Using our holly wreath piecrust cutter results in a pie that’s pretty enough to play a starring role on your holiday table. If you like ginger, add 1/2 tsp. ground ginger along with the cinnamon. Sprinkling a bit of turbinado or other coarse sugar on the top crust after brushing it with the egg wash will add a little bit of sparkle and crunch to your pie.
1/2 cup (4 oz./125 g) granulated sugar
1/2 cup (4 oz./125 g) firmly packed brown sugar
Grated zest and juice of 1 lemon
1 tsp. cinnamon
1/2 tsp. salt
1/4 cup (1 oz./30 g) cornstarch
4 cups (1 lb./500 g) fresh or thawed frozen cranberries
2 lb. (1 kg) sweet apples such as Fuji, peeled, cored and sliced
1 tsp. vanilla extract
2 rolled-out rounds basic pie dough
1 egg beaten with 1 tsp. heavy cream
To prepare the filling, in a bowl, whisk together both sugars, the lemon zest, cinnamon, salt and cornstarch. Add the cranberries and apples and toss until the fruit is well coated. Stir in the lemon juice and vanilla. Let sit at room temperature for 30 minutes to 1 hour.
Fit 1 dough round into a 9-inch (23-cm) pie dish and gently press into the dish. Trim the edges flush with the rim. Using a holly wreath piecrust cutter according to the manufacturer’s instructions, cut out the top crust. Refrigerate both crusts for 30 minutes.
Preheat an oven to 400°F (200°F).
Drain the cranberry mixture, discarding the liquid. Pour the cranberry mixture into the prepared pie dish. Place the top crust on the pie, trim the edges flush with the rim and crimp the edges to seal. Brush the pie with egg wash.

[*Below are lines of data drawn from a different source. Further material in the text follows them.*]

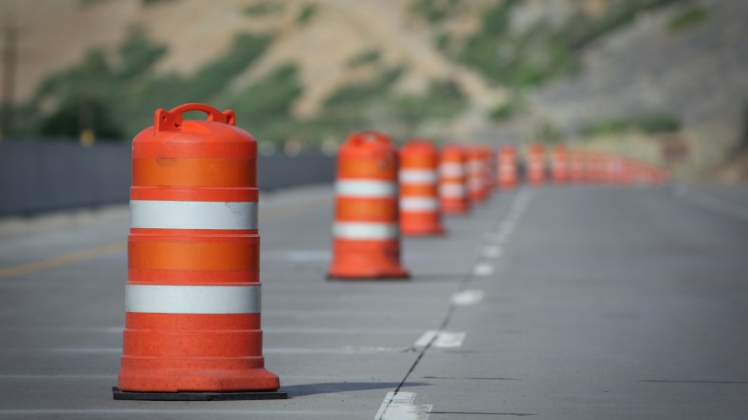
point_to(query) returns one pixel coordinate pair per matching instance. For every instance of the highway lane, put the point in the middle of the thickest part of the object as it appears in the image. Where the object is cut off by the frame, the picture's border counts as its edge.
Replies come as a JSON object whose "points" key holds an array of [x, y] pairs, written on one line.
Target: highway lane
{"points": [[572, 302]]}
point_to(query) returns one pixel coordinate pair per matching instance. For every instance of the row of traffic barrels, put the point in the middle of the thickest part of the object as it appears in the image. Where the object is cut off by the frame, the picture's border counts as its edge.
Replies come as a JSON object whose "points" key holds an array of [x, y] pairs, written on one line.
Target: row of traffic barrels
{"points": [[193, 293], [383, 193]]}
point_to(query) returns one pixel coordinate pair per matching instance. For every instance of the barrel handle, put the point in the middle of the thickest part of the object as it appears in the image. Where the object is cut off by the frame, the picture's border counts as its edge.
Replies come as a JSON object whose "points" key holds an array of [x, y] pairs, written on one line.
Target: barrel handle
{"points": [[370, 135], [172, 120]]}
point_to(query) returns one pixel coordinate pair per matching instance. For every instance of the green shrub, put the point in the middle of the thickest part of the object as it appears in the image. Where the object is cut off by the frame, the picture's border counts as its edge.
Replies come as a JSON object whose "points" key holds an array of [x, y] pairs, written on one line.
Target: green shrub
{"points": [[507, 110], [128, 94], [306, 14], [434, 11], [66, 120]]}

Place the pie dish on a baking sheet and bake until the crust is golden brown and the filling has begun to bubble, 50 minutes to 1 hour; check the pie after 30 minutes and cover the top edges with foil if they become too dark. Transfer the pie to a wire rack and let cool at least 1 hour before serving, or refrigerate overnight. Serves 8.